Necessary Background This activity deals with the orbit of the earth around the sun and the orbit of the moon around the earth. It takes the earth one year (365 days) to orbit the sun. At the same time, the earth is rotating about its own axis. The earth makes one complete rotation once a day. The combination of the rotation of the earth, its orbit about the sun, and the earth’s natural tilt cause seasons on the earth. For a more detailed description see http://www.windows.ucar.edu/tour/link=/the_universe/uts/earth3.html. This website contains information about the earth’s orbit, its rotation, and the seasons. Similar to the earth, the moon has an orbit and rotation also.
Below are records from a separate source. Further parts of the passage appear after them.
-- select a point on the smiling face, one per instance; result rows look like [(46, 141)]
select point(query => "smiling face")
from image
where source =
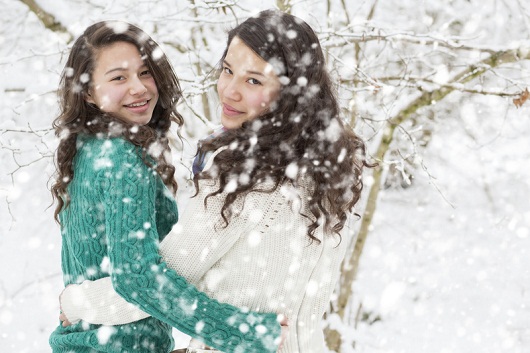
[(247, 85), (122, 84)]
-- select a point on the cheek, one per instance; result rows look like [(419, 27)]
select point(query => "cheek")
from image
[(221, 84), (261, 102)]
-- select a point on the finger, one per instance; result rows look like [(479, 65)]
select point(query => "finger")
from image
[(282, 319)]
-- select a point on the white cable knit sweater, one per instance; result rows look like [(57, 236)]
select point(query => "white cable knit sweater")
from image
[(263, 260)]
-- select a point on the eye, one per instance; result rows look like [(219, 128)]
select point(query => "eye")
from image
[(253, 81)]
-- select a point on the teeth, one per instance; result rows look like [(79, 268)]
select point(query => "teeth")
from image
[(137, 104)]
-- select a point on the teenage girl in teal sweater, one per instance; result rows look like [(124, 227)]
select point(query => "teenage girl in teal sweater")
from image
[(118, 97)]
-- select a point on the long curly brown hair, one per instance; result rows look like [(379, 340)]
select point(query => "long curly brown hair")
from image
[(77, 116), (301, 137)]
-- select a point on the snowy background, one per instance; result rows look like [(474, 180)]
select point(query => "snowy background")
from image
[(446, 267)]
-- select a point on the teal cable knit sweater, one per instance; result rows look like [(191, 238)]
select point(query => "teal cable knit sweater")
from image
[(119, 211)]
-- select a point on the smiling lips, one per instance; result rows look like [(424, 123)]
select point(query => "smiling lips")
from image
[(138, 107), (230, 111)]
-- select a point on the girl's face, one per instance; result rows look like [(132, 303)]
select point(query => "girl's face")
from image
[(247, 85), (123, 85)]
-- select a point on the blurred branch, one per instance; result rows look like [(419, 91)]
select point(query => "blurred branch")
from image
[(426, 98), (47, 19)]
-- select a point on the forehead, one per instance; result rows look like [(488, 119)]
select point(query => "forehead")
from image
[(122, 54), (242, 57)]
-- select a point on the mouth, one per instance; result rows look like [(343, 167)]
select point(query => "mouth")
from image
[(137, 104), (230, 111)]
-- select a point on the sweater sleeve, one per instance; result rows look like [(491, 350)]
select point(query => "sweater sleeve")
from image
[(140, 276)]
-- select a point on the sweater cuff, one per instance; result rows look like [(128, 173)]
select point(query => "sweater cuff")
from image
[(70, 299)]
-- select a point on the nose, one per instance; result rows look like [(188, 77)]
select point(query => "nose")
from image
[(232, 90), (136, 86)]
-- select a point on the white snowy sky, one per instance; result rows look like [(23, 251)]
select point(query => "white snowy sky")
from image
[(446, 265)]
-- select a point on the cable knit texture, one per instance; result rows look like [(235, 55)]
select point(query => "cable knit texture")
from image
[(119, 211), (263, 260)]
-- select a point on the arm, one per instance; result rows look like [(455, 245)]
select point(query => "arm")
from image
[(139, 275), (97, 302)]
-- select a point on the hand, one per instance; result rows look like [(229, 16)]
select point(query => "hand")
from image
[(282, 319), (64, 320)]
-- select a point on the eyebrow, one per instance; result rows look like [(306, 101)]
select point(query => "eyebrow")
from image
[(248, 71), (115, 69), (122, 69)]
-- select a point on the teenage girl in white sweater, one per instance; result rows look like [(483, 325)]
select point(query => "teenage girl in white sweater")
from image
[(267, 228)]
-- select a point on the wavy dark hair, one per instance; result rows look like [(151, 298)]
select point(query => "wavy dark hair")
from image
[(77, 116), (301, 137)]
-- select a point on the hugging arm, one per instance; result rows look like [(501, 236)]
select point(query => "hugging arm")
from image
[(141, 277)]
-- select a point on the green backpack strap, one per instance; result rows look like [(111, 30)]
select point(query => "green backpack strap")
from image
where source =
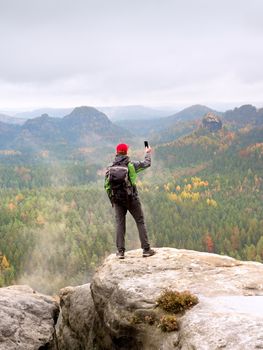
[(132, 174)]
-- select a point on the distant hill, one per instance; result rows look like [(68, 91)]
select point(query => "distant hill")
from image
[(11, 120), (83, 127), (222, 150), (132, 112), (246, 114), (53, 112), (168, 128)]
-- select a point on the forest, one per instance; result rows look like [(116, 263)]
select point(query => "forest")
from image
[(203, 192)]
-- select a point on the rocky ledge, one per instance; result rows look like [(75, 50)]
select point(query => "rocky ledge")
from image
[(27, 319), (118, 310)]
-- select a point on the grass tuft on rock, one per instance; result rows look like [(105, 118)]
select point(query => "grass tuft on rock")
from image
[(173, 301), (168, 323)]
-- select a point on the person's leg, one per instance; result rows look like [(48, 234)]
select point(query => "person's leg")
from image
[(120, 216), (135, 209)]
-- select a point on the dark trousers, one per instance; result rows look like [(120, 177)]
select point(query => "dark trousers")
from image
[(135, 208)]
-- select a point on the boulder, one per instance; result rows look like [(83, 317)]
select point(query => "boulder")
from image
[(75, 329), (123, 314), (211, 122), (27, 319)]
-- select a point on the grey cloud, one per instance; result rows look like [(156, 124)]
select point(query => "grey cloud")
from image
[(122, 50)]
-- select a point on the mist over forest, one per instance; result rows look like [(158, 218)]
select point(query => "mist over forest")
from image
[(203, 191)]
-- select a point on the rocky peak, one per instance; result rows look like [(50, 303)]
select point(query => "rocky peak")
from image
[(121, 311), (211, 122)]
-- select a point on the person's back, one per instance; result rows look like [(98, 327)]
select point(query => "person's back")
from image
[(126, 198)]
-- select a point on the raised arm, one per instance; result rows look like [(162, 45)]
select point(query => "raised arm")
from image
[(146, 163)]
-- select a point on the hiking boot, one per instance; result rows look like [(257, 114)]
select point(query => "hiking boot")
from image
[(148, 252), (120, 254)]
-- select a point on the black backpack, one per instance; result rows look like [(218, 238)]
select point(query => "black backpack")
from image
[(120, 184)]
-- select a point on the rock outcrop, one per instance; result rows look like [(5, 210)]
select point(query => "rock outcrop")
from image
[(211, 122), (229, 314), (27, 319), (76, 319)]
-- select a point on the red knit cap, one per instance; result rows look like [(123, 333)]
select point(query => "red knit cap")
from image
[(122, 148)]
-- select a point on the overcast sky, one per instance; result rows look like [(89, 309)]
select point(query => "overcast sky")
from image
[(66, 53)]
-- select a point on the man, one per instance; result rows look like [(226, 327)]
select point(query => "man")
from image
[(126, 198)]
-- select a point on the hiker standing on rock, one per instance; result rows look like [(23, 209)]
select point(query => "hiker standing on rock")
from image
[(120, 185)]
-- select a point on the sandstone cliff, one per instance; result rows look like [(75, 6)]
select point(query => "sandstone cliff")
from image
[(27, 319), (114, 311)]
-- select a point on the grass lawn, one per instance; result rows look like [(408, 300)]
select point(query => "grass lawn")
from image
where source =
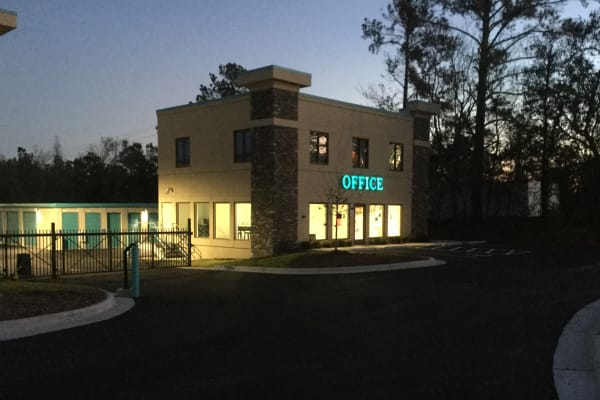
[(21, 299)]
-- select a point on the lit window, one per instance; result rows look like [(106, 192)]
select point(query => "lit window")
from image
[(243, 220), (242, 145), (183, 214), (376, 220), (394, 220), (319, 148), (339, 230), (317, 223), (360, 153), (222, 221), (396, 156), (202, 220), (182, 152)]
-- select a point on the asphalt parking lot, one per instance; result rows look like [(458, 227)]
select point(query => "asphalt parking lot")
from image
[(477, 327)]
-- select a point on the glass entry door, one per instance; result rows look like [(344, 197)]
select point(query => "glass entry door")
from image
[(359, 222)]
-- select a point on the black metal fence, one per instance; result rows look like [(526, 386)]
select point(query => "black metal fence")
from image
[(55, 253)]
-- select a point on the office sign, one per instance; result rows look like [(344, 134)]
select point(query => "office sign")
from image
[(362, 182)]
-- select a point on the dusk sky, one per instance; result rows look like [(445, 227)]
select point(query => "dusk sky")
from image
[(82, 69)]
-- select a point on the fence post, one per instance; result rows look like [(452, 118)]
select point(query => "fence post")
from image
[(5, 237), (125, 280), (151, 247), (189, 237), (65, 244), (53, 250), (135, 271)]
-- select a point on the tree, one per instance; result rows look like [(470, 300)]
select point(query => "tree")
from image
[(407, 31), (225, 86), (498, 27)]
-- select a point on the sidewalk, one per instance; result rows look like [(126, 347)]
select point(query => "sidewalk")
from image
[(115, 305), (111, 307), (577, 358)]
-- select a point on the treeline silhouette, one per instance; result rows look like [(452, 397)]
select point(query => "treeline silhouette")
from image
[(114, 171)]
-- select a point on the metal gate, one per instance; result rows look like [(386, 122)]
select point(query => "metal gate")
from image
[(75, 252)]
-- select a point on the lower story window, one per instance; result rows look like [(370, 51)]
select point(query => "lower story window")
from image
[(243, 220), (202, 220), (394, 220), (376, 220), (339, 229), (317, 221), (222, 221)]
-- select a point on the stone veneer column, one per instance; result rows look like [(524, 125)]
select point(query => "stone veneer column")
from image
[(274, 173), (421, 203)]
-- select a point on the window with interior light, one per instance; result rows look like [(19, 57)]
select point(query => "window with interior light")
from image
[(396, 157), (243, 221), (339, 213), (317, 220), (202, 220), (394, 220), (222, 221), (375, 220)]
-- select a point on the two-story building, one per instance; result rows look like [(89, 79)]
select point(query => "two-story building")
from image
[(260, 173)]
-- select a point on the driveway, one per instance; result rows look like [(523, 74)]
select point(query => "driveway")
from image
[(478, 327)]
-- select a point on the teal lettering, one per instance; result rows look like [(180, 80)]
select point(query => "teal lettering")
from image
[(346, 182)]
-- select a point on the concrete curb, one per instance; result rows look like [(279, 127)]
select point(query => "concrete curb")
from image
[(110, 307), (577, 357), (430, 262)]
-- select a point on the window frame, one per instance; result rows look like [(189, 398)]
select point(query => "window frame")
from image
[(218, 224), (244, 137), (242, 232), (316, 157), (204, 228), (182, 152), (360, 148), (393, 158)]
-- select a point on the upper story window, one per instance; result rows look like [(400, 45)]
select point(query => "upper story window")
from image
[(396, 157), (319, 148), (182, 152), (360, 153), (242, 145)]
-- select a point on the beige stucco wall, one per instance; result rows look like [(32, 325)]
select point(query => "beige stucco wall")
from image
[(343, 121), (212, 175)]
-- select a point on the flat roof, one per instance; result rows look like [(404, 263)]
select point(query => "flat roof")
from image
[(274, 73), (78, 205), (8, 21)]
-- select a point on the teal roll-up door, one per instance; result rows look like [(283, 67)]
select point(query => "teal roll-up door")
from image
[(133, 224), (70, 224), (12, 221), (29, 226), (114, 225), (92, 229), (153, 221)]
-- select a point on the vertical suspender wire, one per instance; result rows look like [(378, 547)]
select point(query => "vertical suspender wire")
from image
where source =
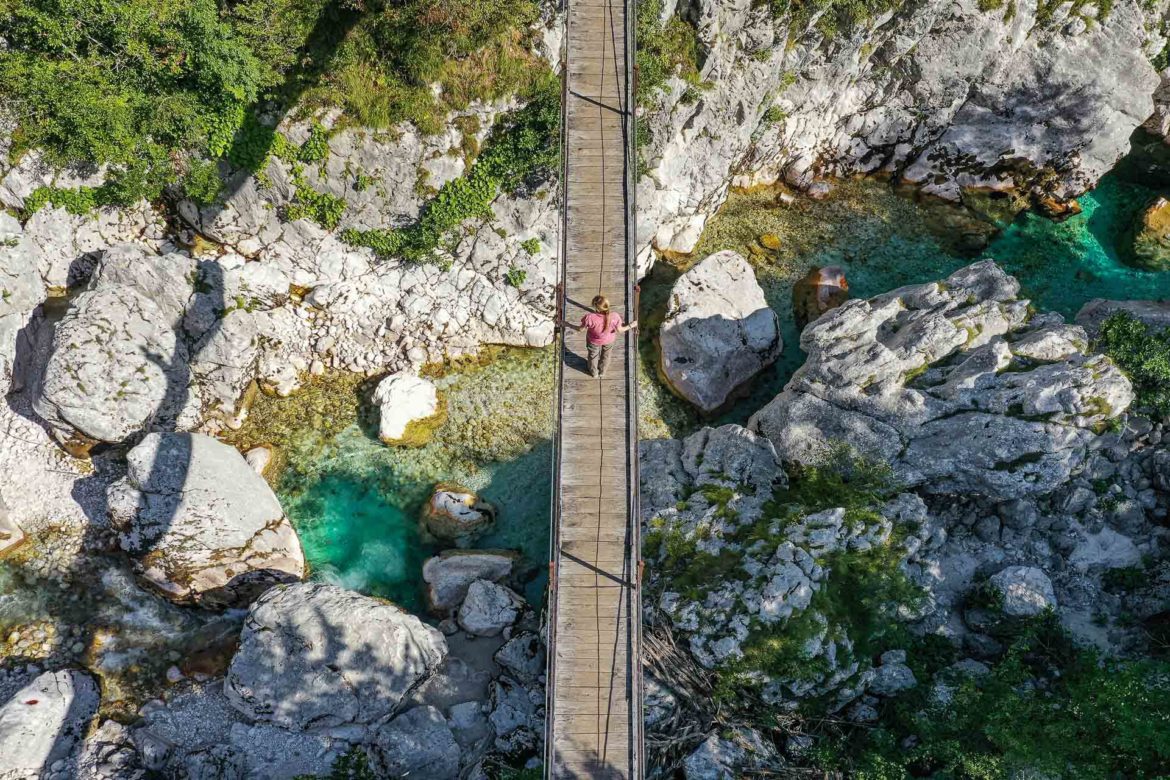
[(558, 345)]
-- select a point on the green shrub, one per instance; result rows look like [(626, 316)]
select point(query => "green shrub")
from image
[(352, 765), (201, 183), (142, 85), (515, 276), (81, 200), (1143, 356), (1047, 709), (521, 145), (316, 147), (663, 49), (835, 15), (123, 82)]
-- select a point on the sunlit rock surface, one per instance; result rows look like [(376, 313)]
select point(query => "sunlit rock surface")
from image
[(957, 384), (718, 331)]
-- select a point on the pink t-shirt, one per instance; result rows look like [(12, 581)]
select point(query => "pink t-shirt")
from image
[(597, 331)]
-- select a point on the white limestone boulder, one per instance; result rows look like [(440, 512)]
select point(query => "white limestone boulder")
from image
[(1024, 591), (489, 608), (315, 655), (45, 723), (417, 744), (202, 525), (957, 384), (456, 515), (449, 574), (408, 409), (718, 331)]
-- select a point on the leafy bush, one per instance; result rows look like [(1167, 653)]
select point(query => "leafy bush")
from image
[(521, 145), (1047, 709), (352, 765), (474, 49), (832, 15), (142, 85), (515, 276), (663, 49), (1143, 356), (201, 183)]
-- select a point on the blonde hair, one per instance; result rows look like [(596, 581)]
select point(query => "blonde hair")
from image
[(603, 305)]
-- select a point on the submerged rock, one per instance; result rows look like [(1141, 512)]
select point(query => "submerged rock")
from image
[(43, 724), (489, 608), (315, 655), (417, 744), (737, 753), (986, 108), (1149, 247), (820, 290), (202, 525), (956, 384), (718, 331), (410, 409), (456, 515), (449, 574)]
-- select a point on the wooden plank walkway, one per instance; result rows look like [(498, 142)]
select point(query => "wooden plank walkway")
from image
[(593, 713)]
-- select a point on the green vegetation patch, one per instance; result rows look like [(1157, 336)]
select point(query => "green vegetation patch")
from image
[(663, 50), (1046, 709), (150, 87), (521, 145), (1143, 354)]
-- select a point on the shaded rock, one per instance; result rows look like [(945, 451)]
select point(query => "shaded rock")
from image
[(820, 290), (742, 752), (315, 655), (417, 744), (523, 657), (516, 715), (114, 365), (449, 573), (892, 678), (489, 608), (1150, 244), (456, 515), (718, 331), (408, 409), (1024, 591), (955, 384), (204, 526), (46, 722)]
A description of the moon can be found at http://www.windows.ucar.edu/tour/link=/the_universe/uts/moon1.html.

Vocabulary:
Orbit
Tilt
Rotation
Seasons
Earth
Moon
Sun
Stars
Size
Relative
Motion

Procedure
  1. Begin the activity by discussing facts relating to the Earth, moon and sun.
  2. Talk about how the three move relative to each other.
  3. Select three students to imitate the motion of the sun, Earth, and moon.
    1. Have the Earth stand in place and turn around, talk about how one turn is one day.
    2. Have the Earth walk one lap around the sun, imitating the passing of one year on Earth.
    3. Have the student carefully do both movements together.
    4. Next add the moon. Have the moon orbit the Earth, it takes 28 days for the moon to orbit the Earth. During this time we see all the stages of the moon.
    5. Finally, put all the movements together.
  4. Discus the tilt of the Earth, and how it produces seasons.
    1. Turn out the lights. Using the globe and flashlight have one student hold the flashlight representing the sun.
    2. Have a second student walk around the flashlight with the globe.
    3. Show students that as the globe moves around the sun, the northern or southern hemispheres will be tilted towards the sun, these are the different seasons.
  5. Discuss the relative sizes of the sun, moon, and Earth.
    1. The sun is the largest, but to us it appears about the same size as the moon because it is so much farther away.
    2. Have students break into groups of two.
    3. One student will get a small balloon and the other a larger balloon.
    4. The student with the small balloon will tell the student with the large balloon to walk backwards until the balloons appear to be the same size
    5. Finally, ask students to discuss the relationship between the size that an object appears and the distance from you that it is. Finally, explain that we “built” our own models today to explore the motion of the planets, engineers use models to understand systems like the solar system that are too big to make life-sized models to study.